Elles étaient sur le pas de la porte. Mademoiselle Jeanne avait les larmes aux yeux. On la rappelait dans le magasin. Madame Varennes ne put que lui jeter un banal «bonjour, mademoiselle» et, une fois sur le trottoir, eut conscience qu'elle entretenait des relations tout à fait incorrectes et dont, en effet, elle ne pourrait pas du tout parler à son fils.
III
Elle contint, durant un assez long temps, l'élan naturel de son cœur. Elle commit même une petite infidélité au magasin de la rue Daunou.

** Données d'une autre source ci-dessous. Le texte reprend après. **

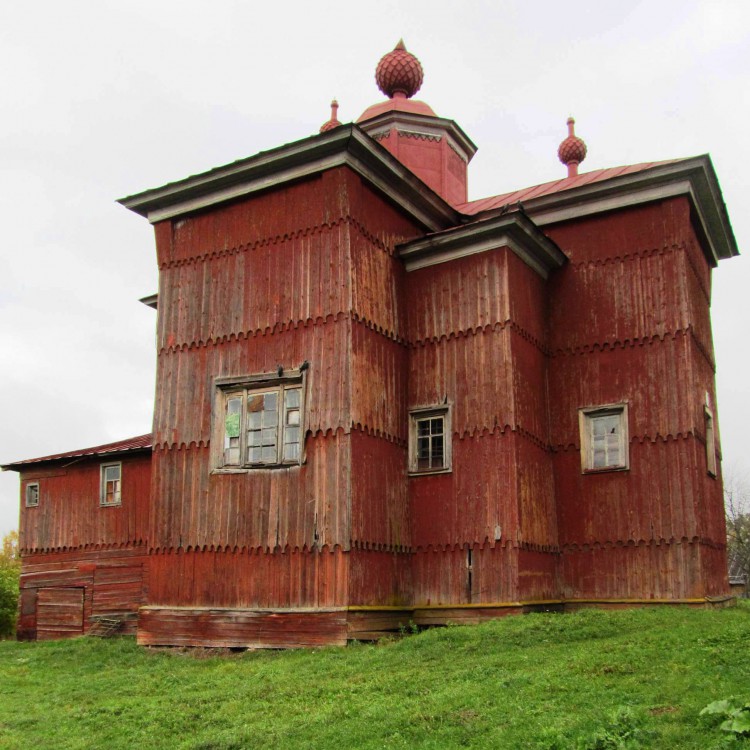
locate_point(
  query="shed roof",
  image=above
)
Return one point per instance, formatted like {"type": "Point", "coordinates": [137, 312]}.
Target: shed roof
{"type": "Point", "coordinates": [140, 443]}
{"type": "Point", "coordinates": [555, 186]}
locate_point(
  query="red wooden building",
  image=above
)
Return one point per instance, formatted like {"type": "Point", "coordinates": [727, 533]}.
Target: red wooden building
{"type": "Point", "coordinates": [379, 402]}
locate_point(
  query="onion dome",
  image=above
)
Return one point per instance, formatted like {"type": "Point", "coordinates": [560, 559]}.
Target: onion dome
{"type": "Point", "coordinates": [572, 150]}
{"type": "Point", "coordinates": [399, 73]}
{"type": "Point", "coordinates": [334, 121]}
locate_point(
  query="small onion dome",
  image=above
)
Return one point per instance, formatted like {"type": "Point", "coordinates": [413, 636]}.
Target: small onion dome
{"type": "Point", "coordinates": [572, 150]}
{"type": "Point", "coordinates": [334, 121]}
{"type": "Point", "coordinates": [399, 72]}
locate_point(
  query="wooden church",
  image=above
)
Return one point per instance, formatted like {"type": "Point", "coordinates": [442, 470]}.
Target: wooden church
{"type": "Point", "coordinates": [378, 402]}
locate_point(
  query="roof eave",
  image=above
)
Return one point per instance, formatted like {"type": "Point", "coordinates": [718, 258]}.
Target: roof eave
{"type": "Point", "coordinates": [345, 145]}
{"type": "Point", "coordinates": [75, 456]}
{"type": "Point", "coordinates": [516, 231]}
{"type": "Point", "coordinates": [694, 177]}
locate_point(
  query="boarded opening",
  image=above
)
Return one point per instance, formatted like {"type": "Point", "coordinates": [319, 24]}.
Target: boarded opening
{"type": "Point", "coordinates": [59, 613]}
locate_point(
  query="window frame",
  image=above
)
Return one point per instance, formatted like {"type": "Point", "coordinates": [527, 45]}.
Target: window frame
{"type": "Point", "coordinates": [26, 493]}
{"type": "Point", "coordinates": [587, 416]}
{"type": "Point", "coordinates": [228, 387]}
{"type": "Point", "coordinates": [442, 411]}
{"type": "Point", "coordinates": [103, 481]}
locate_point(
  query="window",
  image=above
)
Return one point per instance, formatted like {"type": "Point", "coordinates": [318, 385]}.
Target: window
{"type": "Point", "coordinates": [109, 490]}
{"type": "Point", "coordinates": [32, 494]}
{"type": "Point", "coordinates": [429, 440]}
{"type": "Point", "coordinates": [710, 437]}
{"type": "Point", "coordinates": [261, 422]}
{"type": "Point", "coordinates": [604, 437]}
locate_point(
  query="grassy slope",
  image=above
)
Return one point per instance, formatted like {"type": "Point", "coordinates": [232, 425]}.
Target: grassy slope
{"type": "Point", "coordinates": [540, 681]}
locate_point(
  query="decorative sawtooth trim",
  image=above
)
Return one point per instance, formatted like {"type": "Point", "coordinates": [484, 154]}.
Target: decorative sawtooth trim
{"type": "Point", "coordinates": [634, 440]}
{"type": "Point", "coordinates": [627, 257]}
{"type": "Point", "coordinates": [86, 547]}
{"type": "Point", "coordinates": [270, 330]}
{"type": "Point", "coordinates": [499, 326]}
{"type": "Point", "coordinates": [360, 545]}
{"type": "Point", "coordinates": [401, 442]}
{"type": "Point", "coordinates": [254, 244]}
{"type": "Point", "coordinates": [233, 549]}
{"type": "Point", "coordinates": [457, 152]}
{"type": "Point", "coordinates": [628, 343]}
{"type": "Point", "coordinates": [324, 432]}
{"type": "Point", "coordinates": [181, 445]}
{"type": "Point", "coordinates": [291, 236]}
{"type": "Point", "coordinates": [476, 433]}
{"type": "Point", "coordinates": [419, 136]}
{"type": "Point", "coordinates": [608, 544]}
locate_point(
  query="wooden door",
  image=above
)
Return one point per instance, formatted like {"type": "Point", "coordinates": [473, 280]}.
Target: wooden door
{"type": "Point", "coordinates": [59, 613]}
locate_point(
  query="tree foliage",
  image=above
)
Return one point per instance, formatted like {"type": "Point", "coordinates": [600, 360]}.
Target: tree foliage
{"type": "Point", "coordinates": [10, 569]}
{"type": "Point", "coordinates": [737, 506]}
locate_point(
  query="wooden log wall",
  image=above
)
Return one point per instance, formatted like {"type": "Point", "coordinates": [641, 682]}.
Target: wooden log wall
{"type": "Point", "coordinates": [283, 577]}
{"type": "Point", "coordinates": [629, 322]}
{"type": "Point", "coordinates": [228, 628]}
{"type": "Point", "coordinates": [69, 514]}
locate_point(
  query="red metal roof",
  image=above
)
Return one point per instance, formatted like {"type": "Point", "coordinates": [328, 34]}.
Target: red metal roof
{"type": "Point", "coordinates": [142, 442]}
{"type": "Point", "coordinates": [556, 186]}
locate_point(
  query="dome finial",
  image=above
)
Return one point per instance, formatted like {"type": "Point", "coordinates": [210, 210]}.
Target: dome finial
{"type": "Point", "coordinates": [572, 150]}
{"type": "Point", "coordinates": [334, 121]}
{"type": "Point", "coordinates": [399, 74]}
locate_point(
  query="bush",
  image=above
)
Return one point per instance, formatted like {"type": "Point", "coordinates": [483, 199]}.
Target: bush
{"type": "Point", "coordinates": [10, 569]}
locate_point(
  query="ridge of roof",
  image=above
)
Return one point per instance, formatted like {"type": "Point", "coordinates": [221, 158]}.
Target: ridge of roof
{"type": "Point", "coordinates": [610, 189]}
{"type": "Point", "coordinates": [491, 202]}
{"type": "Point", "coordinates": [138, 443]}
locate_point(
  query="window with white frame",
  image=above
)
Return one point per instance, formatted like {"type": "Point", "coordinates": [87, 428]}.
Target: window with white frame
{"type": "Point", "coordinates": [604, 437]}
{"type": "Point", "coordinates": [32, 494]}
{"type": "Point", "coordinates": [708, 415]}
{"type": "Point", "coordinates": [429, 440]}
{"type": "Point", "coordinates": [110, 484]}
{"type": "Point", "coordinates": [259, 422]}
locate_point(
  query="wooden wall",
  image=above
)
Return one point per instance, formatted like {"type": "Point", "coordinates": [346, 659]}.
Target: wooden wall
{"type": "Point", "coordinates": [629, 322]}
{"type": "Point", "coordinates": [62, 591]}
{"type": "Point", "coordinates": [306, 273]}
{"type": "Point", "coordinates": [70, 516]}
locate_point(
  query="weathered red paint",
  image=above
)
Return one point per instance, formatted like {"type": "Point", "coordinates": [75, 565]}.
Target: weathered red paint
{"type": "Point", "coordinates": [348, 543]}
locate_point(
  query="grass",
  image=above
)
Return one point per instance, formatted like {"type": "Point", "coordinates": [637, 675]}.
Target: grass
{"type": "Point", "coordinates": [591, 680]}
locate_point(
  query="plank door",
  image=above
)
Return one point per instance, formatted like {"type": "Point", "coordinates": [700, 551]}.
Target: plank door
{"type": "Point", "coordinates": [59, 613]}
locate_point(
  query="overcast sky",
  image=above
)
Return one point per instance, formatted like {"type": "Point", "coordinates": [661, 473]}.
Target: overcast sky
{"type": "Point", "coordinates": [103, 99]}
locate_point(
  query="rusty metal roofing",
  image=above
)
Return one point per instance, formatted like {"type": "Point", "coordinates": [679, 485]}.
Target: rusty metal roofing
{"type": "Point", "coordinates": [556, 186]}
{"type": "Point", "coordinates": [142, 442]}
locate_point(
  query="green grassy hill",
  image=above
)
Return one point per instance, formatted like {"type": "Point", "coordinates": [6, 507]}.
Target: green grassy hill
{"type": "Point", "coordinates": [594, 679]}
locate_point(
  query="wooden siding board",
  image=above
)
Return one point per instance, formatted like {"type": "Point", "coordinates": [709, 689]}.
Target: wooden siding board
{"type": "Point", "coordinates": [464, 295]}
{"type": "Point", "coordinates": [182, 413]}
{"type": "Point", "coordinates": [380, 499]}
{"type": "Point", "coordinates": [60, 613]}
{"type": "Point", "coordinates": [282, 578]}
{"type": "Point", "coordinates": [296, 506]}
{"type": "Point", "coordinates": [237, 628]}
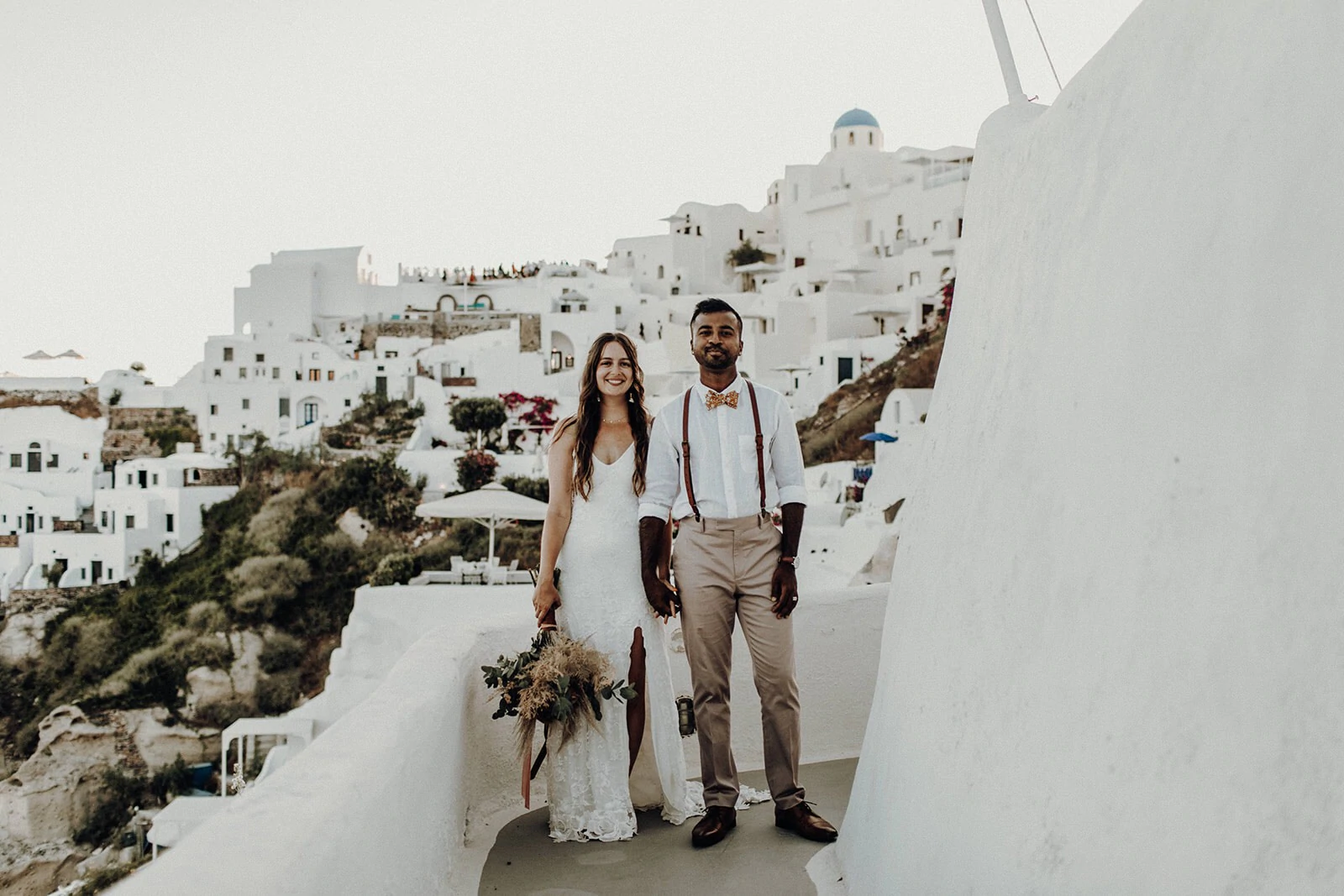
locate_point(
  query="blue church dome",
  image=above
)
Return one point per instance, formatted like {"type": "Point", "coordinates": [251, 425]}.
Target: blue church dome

Mais les événements de la guerre la foudroyèrent. Un triste jour vint où elle commanda son deuil, tout entier, y compris les gants, dans une maison spéciale.
Cependant, comme elle traînait dans Paris sa détresse, une après-midi, elle ne put se retenir d'entrer dans son magasin habituel.
Mademoiselle Jeanne ne fut pas surprise de la voir sous le crêpe. D'elle-même elle atteignit le carton des affreux gants noirs et elle fit essayer à sa cliente le Suède funèbre. Ni l'une ni l'autre des deux femmes ne prononçaient un mot. Pensaient-elles à l'inconvenance d'une parole dont l'ombre du héros chéri se fût offensée?... Les doigts tremblants de l'amoureuse caressaient doucement les doigts tremblants de la mère. Mais tout à coup ceux-ci firent sentir à ceux-là une pression si tendre et si prolongée que l'essayage en fut suspendu...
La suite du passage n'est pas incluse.